Greg Holmes greg.holmes at gmail.com
Tue Aug 7 04:40:51 CDT 2007


"Joel D Canfield" <joel at streamliine.com> wrote:
>As I progress down the .NET road from 1.1 to 2.0 to crimenently my ISP
>says they have 3.5something installed for testing, I've gotten the
>impression that hand-coding is going to become more difficult or less
>convenient (or less filling vs. more taste? dunno.)
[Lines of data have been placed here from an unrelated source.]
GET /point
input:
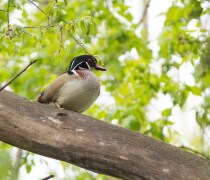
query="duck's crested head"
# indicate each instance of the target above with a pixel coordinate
(85, 62)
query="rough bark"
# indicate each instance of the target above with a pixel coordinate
(93, 144)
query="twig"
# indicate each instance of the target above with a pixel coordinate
(195, 152)
(41, 10)
(145, 12)
(8, 5)
(17, 164)
(32, 62)
(3, 10)
(48, 177)
(80, 44)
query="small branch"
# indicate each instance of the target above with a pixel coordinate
(17, 164)
(48, 177)
(3, 10)
(8, 5)
(145, 12)
(17, 75)
(80, 44)
(41, 10)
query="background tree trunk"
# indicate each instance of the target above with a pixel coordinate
(93, 144)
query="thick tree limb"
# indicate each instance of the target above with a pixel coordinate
(93, 144)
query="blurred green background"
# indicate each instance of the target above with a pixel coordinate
(157, 54)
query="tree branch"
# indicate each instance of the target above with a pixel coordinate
(17, 75)
(93, 144)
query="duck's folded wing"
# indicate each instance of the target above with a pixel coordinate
(49, 95)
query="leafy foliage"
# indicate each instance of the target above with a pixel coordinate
(56, 31)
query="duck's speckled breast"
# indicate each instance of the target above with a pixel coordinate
(79, 93)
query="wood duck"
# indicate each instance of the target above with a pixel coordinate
(76, 89)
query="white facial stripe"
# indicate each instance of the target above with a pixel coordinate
(75, 72)
(88, 65)
(72, 64)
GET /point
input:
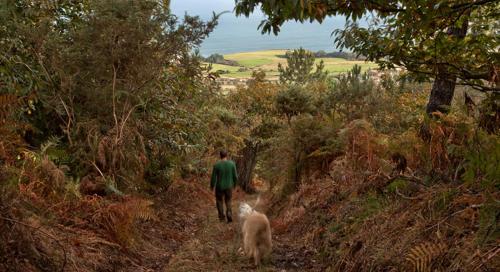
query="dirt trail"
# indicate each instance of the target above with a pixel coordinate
(216, 247)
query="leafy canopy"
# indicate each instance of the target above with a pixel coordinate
(414, 34)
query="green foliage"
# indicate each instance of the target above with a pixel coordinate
(481, 161)
(420, 36)
(489, 223)
(299, 68)
(293, 101)
(397, 185)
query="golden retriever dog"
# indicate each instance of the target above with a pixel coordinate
(256, 232)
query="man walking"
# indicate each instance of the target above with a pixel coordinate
(224, 178)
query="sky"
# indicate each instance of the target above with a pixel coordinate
(240, 34)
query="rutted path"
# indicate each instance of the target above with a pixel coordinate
(216, 247)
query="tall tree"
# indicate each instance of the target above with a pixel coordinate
(452, 42)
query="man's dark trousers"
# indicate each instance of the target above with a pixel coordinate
(222, 196)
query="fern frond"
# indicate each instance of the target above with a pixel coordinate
(421, 257)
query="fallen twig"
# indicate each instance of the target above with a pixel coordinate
(43, 232)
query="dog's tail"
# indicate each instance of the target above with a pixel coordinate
(245, 210)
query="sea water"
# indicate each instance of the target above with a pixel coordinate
(240, 34)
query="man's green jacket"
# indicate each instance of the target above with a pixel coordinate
(224, 175)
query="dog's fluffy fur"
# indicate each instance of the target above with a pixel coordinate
(256, 232)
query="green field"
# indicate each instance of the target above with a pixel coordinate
(268, 61)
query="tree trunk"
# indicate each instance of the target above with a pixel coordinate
(245, 164)
(443, 87)
(442, 92)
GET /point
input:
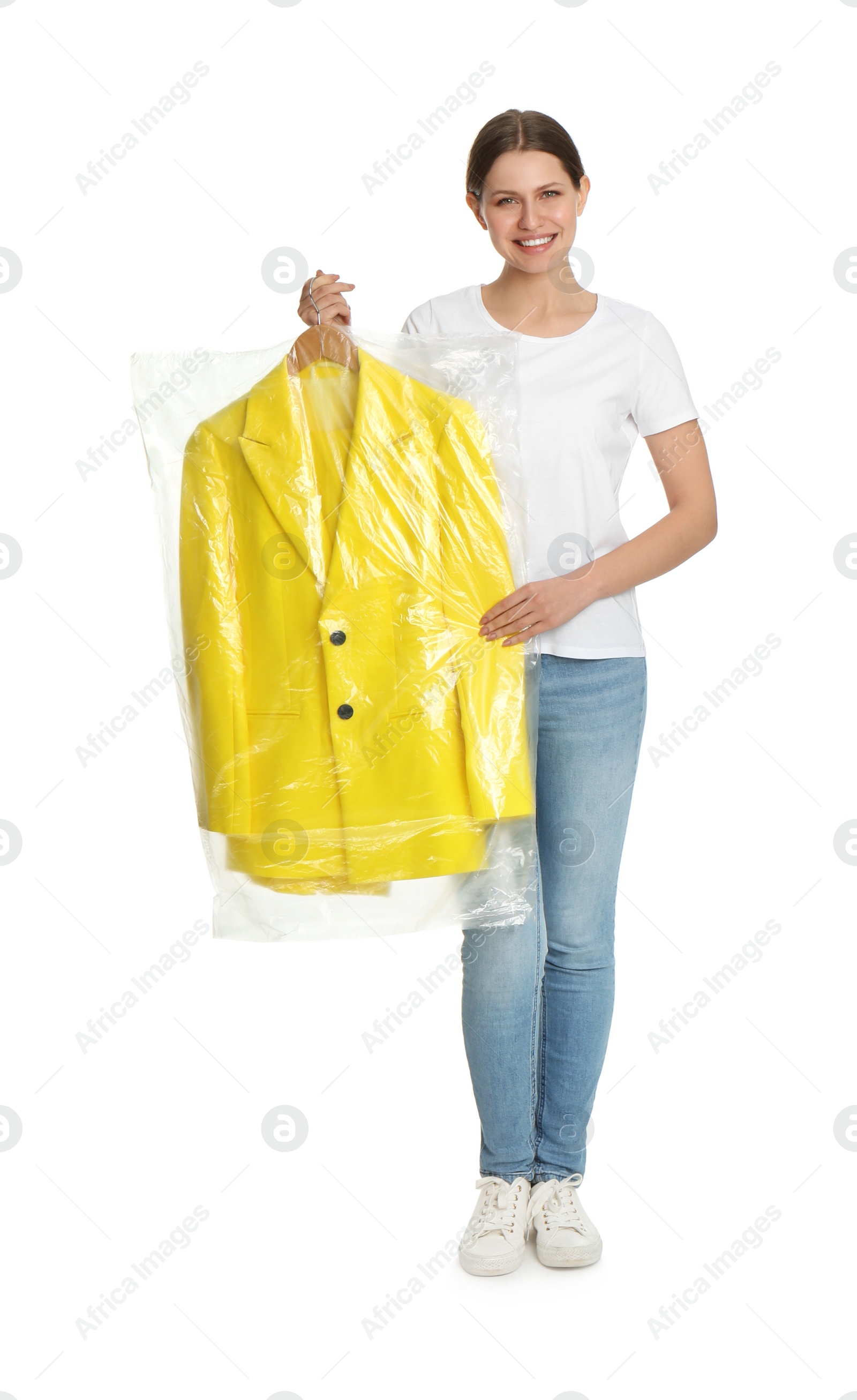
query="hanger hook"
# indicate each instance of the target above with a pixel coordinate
(313, 300)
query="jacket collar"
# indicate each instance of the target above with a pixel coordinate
(302, 475)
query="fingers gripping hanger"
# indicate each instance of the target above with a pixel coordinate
(322, 343)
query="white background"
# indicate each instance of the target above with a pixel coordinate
(735, 828)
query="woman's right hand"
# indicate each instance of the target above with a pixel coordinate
(328, 293)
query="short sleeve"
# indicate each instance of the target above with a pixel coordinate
(663, 398)
(419, 321)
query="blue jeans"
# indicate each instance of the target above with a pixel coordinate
(538, 999)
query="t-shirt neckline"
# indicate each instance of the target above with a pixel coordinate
(488, 317)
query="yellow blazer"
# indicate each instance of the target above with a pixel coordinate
(341, 538)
>How 'bout all you .NET gurus - if I'm going down the path of building
>.NET applications for intranets, am I already in the throes of a Greek
>tragedy, being inexorably driven toward GUI-based web dev? Or is it all
>going to turn out okay in the end?


Well, I've gone down the road of "Classic ASP" to 1.1, then to 2.0
(though the site at my current day job is still 1.1) ... here's a couple
thoughts.

1. I love single page model (i.e. having a script runat=server block in
your aspx page instead of using a code behind). It is "not recommended"
by MS, of course, but it just doesn't get much easier than changing
the *one* file for the page you want to change, uploading it, and letting
it compile on the fly.

And as for migration, I've had the least problems with the single page
model.  Heck, I've had some single page model pages I didn't need to
change at all to go from 1.1 to 2.0 (can't say that for codebehind -
they changed the #$#%$ syntax *to link codebehinds to ASPX files*.
What the heck were they thinking?)

As long as they keep supporting the single page model, I'm happy.


2. OTOH, ASP.NET 2.0 *added* the ability to let the codebehind model
compile on the fly too - so they made it *easier* to work without Visual
Studio!

With 1.1, you *had* to precompile if you wanted to use codebehinds.
So they actually moved in the right direction there, to avoid requiring
the GUI. Hopefully they'll continue, or at least stand pat.